Tuesday, April 12, 2005

Influential Albums from My Misspent Youth
2. Tom Waits, Bone Machine (1992)


This was the first Tom Waits album I ever had; I borrowed it from my uncle not too long after its release. And I’m not sure why. I know two things. I had previously heard Waits’ soundtrack to the film One From the Heart, a collection of duets with Crystal Gayle, via this same uncle. And I know I had read a rave review of the album in Musician magazine.

I subscribed to Musician from 1991 till the end of its days in, I believe, 1998. It was a profound factor in my decision to be a music writer, not because they wrote about new distortion pedals or MIDI technology (and boy, did they ever!) but because they also got songwriters, players, singers, producers etc. to really open up about the creative process. Oftentimes I feel I should have stopped writing about music when the damn thing up and died.

Anyway. The dirtiness of this record -- the raw production and unknowable instrumentation -- appealed to me like nothing had before. I wonder if anyone else was prepared for discovering punk and indie-rock with this album or another of Waits’. I also loved Bone Machine’s weirdness -- for some reason I cherish the memory of trying to describe the track “The Ocean Doesn’t Want Me Today” to a friend on the car-pool ride home from marching band practice.

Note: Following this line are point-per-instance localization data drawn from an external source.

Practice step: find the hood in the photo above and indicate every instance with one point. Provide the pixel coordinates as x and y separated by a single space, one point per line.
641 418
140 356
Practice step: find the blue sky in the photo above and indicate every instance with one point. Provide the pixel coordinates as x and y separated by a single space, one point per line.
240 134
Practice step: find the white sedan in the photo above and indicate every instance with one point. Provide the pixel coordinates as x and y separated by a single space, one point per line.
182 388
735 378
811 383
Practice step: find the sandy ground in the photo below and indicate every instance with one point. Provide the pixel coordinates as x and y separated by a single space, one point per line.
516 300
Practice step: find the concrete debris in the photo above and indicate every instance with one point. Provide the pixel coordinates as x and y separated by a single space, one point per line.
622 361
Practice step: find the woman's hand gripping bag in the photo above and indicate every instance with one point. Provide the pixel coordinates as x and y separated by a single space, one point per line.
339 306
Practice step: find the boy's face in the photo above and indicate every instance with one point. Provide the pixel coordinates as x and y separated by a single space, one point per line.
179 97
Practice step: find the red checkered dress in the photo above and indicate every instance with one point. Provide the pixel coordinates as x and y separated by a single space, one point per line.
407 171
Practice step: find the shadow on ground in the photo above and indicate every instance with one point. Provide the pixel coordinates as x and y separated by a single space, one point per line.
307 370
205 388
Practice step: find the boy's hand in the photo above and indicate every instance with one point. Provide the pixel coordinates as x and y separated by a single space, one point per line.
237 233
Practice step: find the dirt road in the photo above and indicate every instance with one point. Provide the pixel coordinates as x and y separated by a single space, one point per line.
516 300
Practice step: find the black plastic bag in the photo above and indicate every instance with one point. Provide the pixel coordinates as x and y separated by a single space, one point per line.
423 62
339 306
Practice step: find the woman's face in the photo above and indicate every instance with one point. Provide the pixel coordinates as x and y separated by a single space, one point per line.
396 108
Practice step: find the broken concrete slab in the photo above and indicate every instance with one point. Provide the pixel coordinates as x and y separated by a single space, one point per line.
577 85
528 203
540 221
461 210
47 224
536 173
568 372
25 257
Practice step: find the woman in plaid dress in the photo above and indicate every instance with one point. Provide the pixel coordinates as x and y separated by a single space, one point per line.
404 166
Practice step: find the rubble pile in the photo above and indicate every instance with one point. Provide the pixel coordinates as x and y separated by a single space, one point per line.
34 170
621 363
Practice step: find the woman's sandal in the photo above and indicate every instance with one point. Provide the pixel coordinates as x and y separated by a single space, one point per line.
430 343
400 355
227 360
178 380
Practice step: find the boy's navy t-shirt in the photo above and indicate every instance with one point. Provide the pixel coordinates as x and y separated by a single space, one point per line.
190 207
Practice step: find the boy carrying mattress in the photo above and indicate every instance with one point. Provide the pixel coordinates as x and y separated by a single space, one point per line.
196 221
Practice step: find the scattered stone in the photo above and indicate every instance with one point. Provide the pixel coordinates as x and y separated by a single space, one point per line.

I was already a little familiar with Waits, so the funny voice was no longer a novelty, although it did serve as a hook, something different to get me to listen more than once. And there was humor here, especially “Goin’ Out West,” which delighted me then and still does, with lines like “I’m gonna change my name to Hannibal/Or maybe just Rex.”

I held on to my uncle’s copy as long as I could. When he asked for it back, I think I managed to get the album onto a blank tape. After Bone Machine, I put on as many songs as I could fit from For Unlawful Carnal Knowledge by Van Halen. Kinda wish I still had that tape.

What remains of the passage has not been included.